Tonight we will be sitting round a Seder table and reading through the Haggadah with family and/or friends. However, while it is certainly praiseworthy to read the Haggadah and to eat the Matzah and Marror, I believe that the objective of Seder night goes far beyond reading the Haggadah and eating symbolic foods. Instead, it is about achieving a unique state of being wherein we use the power of the present to reflect on the past in order to shape our actions in the future.
On Seder night we think of the time when we were a slave nation in Egypt, and we reflect on our duty to treat all people with dignity; we think of the miracles of the past, and we hope for future miracles; we reflect on the redemption from Egypt, and we pray for the future redemption. Simply put, on Seder night we develop our time awareness as Jews. But to reach this state of time awareness, it is crucial that we are fully in the moment of Seder night. As Rav Soloveitchik explains, ‘in order to connect retrospection with anticipation, memory with expectation, hind view with foresight, one must cherish the present fleeting moment as if it represented eternity’ (Noraot HaRav Vol. 4 pp. 153-4).
Having spent some time pondering this concept, I am deeply moved by its implications. What Rav Soloveitchik is saying is that cherishing the moments of Seder night helps us achieve true freedom which demands that we recognise how the greatest gift that we have at any moment is that very moment. Just like the five Rabbis who were so engrossed in conversation about the Exodus that they were unaware that the morning had come, the purpose of Seder night is to have a night in which we celebrate being, sharing and learning with others, and an evening when we appreciate that freedom is about having ownership over our own time.

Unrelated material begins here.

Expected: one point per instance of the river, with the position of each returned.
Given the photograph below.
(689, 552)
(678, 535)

Sadly, far too many of us spend our lives regretting the past, or taking selfies for the future. Yet, as we learn from the precise timings of Matzah baking, time is of critical importance. As Rav Soloveitchik explains, ‘within a fraction of a second, one may realize or destroy hopes, visions and expectations.’

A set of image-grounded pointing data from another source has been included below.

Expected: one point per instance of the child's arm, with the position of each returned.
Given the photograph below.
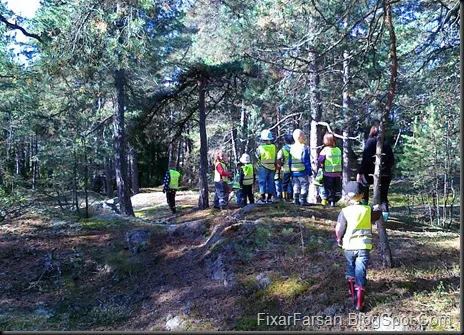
(376, 214)
(340, 228)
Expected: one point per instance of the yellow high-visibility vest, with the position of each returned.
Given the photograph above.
(296, 153)
(174, 177)
(248, 174)
(358, 233)
(333, 160)
(217, 176)
(268, 156)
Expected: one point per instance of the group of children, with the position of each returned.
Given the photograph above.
(284, 175)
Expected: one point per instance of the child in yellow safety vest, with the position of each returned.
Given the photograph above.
(236, 184)
(354, 234)
(330, 159)
(266, 153)
(221, 180)
(171, 185)
(283, 159)
(246, 180)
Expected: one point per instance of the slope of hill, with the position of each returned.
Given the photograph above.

Seder night is a special night for every Jew family. It is a night of hopes, visions and expectations. It is a night about the past, and one that has a huge impact on the future of all those – especially children – who attend the Seder. So here is one simple piece of advice. Make sure that wherever you are for Seder night, don’t just bring a present, but actually be in the present, so that you cherish the fleeting moment of being with those you love as if it represented eternity.